Torn from the blogs (and a best-selling book by Ben Mezrich), The Social Network is the heavily mythologised story of the invention of Facebook and the legal tussles over the plentiful spoils. Sorkin is in his element, here: He doesn’t write action or gun-battles, he writes smart, literate people arguing over ideas and it’s an unending pleasure.
It really helps that his script is supported by able direction from David “Fight Club” Fincher who propels the story forward at blistering pace. Hugely entertaining, but with less insight into the modern world of virtual communities and social media than one might have hoped. Perhaps that film is still to come from somewhere.
The latest in a string of Auckland-produced Kiwi indies opens on Thursday: Matariki is a brave multi-character drama set in a self-consciously multi-cultural South Auckland. When a League star (Mark Ruka) is beaten up trying to save a stranger from a gang hiding, the ripples spread out to affect plenty of people including the star’s brother, the brother’s boyfriend (co-writer Iaheto Ah Hi), the star’s cop wife (Sara Wiseman), etc.
The model for this sort of thing is the great Lantana (from Australia nearly ten years ago) and it’s a brave structure to attempt. Matariki falls into a few of the traps (it’s heavily contrived at times) but it has a big heart which it wears proudly on its sleeve.
The Ghost Writer turned out to be an entertaining watch, despite the plentiful holes in the plot and the rushed denouement. Ewan McGregor plays a hack specialising in ghosting celebrity autobiographies. He gets the chance of a lifetime when the Blair-like former Prime Minister (Pierce Brosnan) needs help with his manuscript — turns out the previous ghost writer threw himself off a ferry. Soon, the conspiracy theories escalate and so does the paranoia. Fun and games, well manipulated by director Roman Polanski.

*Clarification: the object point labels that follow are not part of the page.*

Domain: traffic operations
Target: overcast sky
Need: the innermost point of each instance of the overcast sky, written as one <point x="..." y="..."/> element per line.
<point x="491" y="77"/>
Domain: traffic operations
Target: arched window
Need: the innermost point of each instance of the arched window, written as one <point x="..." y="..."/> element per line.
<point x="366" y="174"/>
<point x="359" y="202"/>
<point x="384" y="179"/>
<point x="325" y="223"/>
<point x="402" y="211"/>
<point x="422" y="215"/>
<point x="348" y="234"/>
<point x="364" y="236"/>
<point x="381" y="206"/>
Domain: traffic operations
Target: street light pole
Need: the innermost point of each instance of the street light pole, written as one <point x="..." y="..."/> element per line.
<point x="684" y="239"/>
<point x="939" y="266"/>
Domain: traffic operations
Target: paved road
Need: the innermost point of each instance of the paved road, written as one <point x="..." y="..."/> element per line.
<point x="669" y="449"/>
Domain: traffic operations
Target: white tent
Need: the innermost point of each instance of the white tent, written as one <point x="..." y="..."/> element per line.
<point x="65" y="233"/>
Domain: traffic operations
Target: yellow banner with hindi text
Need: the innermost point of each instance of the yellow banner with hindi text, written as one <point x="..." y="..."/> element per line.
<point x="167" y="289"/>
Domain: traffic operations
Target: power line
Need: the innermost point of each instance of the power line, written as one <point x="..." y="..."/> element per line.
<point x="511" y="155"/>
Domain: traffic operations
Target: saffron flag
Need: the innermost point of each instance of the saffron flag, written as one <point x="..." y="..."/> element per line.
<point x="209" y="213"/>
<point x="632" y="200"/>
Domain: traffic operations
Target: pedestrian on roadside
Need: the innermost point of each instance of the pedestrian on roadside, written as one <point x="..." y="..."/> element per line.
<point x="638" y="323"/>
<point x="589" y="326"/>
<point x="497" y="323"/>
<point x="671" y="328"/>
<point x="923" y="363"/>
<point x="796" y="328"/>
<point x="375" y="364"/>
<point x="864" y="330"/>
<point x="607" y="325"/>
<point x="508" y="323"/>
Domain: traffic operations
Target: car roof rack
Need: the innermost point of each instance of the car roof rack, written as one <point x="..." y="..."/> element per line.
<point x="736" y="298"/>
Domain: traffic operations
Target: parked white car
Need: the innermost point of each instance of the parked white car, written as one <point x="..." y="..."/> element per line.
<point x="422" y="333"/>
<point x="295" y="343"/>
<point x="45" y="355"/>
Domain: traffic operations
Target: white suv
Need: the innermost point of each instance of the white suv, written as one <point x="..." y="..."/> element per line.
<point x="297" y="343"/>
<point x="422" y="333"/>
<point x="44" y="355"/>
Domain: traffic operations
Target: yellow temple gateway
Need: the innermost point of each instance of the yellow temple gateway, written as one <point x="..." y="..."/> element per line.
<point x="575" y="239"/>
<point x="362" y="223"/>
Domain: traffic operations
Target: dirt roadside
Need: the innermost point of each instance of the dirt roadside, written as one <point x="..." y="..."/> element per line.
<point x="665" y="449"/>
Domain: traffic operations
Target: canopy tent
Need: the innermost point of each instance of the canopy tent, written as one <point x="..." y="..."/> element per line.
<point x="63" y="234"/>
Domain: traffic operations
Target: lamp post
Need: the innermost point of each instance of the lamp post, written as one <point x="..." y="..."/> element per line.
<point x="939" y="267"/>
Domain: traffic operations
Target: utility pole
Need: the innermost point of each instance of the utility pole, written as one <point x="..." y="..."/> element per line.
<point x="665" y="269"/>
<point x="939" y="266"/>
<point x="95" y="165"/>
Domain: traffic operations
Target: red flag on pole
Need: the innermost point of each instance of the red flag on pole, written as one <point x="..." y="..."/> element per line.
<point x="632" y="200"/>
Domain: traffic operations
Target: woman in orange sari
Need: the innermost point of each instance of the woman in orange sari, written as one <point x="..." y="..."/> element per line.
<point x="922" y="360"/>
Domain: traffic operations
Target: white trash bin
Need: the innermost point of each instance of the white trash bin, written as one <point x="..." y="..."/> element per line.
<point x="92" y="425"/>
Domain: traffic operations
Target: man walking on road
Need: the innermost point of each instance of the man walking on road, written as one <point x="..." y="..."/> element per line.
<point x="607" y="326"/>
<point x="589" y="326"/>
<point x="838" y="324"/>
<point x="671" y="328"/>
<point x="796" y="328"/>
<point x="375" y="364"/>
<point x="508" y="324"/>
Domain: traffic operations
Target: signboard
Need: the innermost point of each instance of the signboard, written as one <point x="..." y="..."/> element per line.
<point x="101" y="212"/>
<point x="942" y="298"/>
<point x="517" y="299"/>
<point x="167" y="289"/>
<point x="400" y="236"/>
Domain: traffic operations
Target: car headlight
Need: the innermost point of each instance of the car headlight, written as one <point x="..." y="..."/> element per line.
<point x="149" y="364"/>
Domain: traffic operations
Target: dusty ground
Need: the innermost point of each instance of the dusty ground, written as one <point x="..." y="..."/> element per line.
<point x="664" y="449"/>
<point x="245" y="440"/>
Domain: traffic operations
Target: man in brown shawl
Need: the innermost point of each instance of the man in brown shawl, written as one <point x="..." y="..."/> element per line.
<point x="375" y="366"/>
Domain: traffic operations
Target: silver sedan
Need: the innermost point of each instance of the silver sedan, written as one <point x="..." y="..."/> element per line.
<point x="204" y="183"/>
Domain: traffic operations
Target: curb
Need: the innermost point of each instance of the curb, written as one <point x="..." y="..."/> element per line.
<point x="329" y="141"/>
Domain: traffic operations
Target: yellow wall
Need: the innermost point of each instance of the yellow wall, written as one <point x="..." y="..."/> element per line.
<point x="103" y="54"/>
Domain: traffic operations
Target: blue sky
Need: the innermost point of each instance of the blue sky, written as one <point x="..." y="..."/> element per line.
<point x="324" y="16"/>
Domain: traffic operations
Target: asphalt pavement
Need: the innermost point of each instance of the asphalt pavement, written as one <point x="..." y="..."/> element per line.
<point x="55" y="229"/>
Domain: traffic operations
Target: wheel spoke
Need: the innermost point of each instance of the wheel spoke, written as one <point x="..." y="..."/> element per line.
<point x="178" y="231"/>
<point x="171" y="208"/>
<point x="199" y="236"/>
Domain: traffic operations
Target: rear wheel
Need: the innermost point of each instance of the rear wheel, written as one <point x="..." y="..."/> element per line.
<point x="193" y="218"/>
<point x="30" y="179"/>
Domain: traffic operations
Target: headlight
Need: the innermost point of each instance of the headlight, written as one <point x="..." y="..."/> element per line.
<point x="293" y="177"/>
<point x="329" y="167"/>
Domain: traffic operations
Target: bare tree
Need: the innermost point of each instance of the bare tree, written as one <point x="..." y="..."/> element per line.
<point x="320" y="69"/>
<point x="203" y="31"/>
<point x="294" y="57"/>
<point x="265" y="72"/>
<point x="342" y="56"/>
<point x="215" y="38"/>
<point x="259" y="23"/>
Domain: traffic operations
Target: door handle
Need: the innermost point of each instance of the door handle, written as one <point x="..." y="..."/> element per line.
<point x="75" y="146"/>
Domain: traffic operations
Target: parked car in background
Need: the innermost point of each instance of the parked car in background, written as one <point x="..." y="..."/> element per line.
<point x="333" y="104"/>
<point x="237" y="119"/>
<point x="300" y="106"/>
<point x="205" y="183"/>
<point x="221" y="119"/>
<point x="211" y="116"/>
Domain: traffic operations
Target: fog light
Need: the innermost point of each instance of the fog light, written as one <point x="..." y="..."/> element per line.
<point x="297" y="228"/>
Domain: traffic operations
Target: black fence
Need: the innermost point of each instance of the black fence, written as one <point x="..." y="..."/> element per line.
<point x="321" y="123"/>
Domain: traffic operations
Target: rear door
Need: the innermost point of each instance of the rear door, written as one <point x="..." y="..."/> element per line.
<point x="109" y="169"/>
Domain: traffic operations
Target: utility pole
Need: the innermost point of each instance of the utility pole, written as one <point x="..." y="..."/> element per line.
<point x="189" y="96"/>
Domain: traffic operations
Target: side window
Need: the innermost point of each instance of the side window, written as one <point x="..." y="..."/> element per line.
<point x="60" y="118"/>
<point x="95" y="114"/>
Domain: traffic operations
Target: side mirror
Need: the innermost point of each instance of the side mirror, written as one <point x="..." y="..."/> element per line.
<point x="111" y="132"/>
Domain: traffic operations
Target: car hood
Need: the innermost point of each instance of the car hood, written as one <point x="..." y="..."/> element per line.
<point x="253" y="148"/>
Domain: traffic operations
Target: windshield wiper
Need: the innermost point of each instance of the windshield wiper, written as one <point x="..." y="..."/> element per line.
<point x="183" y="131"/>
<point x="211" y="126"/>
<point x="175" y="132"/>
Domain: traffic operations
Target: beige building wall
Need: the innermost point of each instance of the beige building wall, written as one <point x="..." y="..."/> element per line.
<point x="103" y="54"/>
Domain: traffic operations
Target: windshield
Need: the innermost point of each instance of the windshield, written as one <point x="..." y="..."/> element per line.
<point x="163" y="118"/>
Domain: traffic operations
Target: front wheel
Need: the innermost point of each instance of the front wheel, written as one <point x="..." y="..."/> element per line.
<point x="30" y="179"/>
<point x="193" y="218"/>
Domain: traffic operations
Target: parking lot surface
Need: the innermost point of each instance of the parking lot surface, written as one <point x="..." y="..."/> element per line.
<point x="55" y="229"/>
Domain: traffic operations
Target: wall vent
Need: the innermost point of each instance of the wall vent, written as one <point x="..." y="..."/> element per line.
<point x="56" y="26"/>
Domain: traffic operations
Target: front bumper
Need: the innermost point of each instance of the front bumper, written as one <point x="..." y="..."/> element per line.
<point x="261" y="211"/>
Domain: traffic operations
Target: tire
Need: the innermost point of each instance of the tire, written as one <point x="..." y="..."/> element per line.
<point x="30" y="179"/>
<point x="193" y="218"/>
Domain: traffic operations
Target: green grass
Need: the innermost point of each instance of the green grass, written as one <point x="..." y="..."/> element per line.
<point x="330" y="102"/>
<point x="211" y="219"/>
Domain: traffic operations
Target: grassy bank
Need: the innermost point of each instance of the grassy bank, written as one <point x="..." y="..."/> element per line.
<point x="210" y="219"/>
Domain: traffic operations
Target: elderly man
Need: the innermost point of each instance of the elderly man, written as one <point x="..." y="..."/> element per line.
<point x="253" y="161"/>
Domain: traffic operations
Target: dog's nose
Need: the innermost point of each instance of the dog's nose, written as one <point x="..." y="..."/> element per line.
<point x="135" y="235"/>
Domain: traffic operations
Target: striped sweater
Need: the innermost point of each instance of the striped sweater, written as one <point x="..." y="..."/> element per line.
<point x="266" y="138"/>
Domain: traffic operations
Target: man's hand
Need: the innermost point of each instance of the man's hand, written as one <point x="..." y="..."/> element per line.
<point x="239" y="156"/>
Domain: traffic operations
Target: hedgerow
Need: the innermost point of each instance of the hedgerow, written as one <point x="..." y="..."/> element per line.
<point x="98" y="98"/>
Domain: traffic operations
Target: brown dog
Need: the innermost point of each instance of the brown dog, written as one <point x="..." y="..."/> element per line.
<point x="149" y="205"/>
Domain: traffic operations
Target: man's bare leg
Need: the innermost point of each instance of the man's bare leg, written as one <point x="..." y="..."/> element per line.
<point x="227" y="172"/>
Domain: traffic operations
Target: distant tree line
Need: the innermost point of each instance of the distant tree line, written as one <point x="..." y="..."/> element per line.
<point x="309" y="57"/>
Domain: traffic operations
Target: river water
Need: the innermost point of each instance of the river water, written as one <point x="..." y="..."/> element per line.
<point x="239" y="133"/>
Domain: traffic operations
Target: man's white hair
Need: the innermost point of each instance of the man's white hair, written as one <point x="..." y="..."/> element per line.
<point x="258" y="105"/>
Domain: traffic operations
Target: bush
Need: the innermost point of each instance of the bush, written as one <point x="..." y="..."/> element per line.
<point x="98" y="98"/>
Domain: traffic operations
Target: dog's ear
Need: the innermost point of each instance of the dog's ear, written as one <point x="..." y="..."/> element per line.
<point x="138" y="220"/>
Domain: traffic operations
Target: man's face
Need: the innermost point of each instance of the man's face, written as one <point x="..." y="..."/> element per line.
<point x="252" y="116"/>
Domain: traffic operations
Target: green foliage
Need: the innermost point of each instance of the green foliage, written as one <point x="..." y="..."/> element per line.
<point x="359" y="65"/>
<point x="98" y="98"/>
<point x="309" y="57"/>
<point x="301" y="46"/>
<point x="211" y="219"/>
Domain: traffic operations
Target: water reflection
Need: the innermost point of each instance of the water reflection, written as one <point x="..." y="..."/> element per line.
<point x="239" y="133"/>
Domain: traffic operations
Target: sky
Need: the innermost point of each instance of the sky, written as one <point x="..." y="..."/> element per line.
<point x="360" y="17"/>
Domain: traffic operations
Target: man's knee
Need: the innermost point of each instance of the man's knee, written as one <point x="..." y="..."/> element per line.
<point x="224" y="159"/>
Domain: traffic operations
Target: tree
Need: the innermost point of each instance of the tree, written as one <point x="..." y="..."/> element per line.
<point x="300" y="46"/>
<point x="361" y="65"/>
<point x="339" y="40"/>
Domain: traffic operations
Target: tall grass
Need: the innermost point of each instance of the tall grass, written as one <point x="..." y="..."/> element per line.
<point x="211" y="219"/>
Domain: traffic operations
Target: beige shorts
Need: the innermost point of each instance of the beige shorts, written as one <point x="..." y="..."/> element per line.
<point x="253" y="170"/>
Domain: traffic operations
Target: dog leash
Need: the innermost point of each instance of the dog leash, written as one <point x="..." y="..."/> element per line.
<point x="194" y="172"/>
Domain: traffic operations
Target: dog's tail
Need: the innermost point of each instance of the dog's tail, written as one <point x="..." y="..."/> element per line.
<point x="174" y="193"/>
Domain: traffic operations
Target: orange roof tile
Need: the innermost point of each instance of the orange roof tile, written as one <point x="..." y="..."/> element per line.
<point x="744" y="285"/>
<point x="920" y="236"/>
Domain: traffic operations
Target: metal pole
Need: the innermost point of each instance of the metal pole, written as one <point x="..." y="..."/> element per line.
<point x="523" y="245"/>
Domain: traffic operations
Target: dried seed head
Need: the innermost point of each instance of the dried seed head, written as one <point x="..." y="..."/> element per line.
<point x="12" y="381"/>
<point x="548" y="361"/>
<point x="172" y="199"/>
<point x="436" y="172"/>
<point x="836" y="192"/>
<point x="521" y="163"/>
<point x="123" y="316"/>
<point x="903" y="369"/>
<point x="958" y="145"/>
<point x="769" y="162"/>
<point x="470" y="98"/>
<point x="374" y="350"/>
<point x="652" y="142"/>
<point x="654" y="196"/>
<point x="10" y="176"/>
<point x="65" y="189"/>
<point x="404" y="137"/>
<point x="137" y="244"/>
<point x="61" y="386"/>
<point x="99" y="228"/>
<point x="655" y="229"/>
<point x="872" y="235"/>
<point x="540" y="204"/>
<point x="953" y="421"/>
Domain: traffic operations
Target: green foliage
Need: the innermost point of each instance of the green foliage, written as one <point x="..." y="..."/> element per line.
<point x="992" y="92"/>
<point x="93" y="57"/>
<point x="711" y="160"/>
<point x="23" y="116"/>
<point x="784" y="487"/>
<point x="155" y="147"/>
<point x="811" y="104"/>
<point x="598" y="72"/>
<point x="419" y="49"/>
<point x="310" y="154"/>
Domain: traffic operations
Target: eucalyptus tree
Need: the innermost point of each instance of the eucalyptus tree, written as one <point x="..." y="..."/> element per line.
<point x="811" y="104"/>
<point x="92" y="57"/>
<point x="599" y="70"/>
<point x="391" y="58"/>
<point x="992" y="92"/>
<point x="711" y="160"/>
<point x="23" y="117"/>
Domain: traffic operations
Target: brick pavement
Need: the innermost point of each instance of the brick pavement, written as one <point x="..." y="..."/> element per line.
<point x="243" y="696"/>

There was a disappointing turnout for the Saturday afternoon screening of Ladies & Gentlemen: The Rolling Stones, a restored digital presentation of rarely seen concert footage from 1972. Perhaps the “event” pricing of $25 a ticket put off the casual buyer, or maybe audiences aren’t yet aware that the digital projectors at Readings (and soon the Embassy) are going to be screening more than just, what’s the word, films.
In any case, you all missed a fascinating historical artefact. The performance was lively and rough around the edges, Jagger’s anatomically improbable codpiece was distracting and (like almost all Stones movies) there wasn’t enough Charlie Watts.
Printed in Wellington’s Capital Times on Wednesday 17 November, 2010.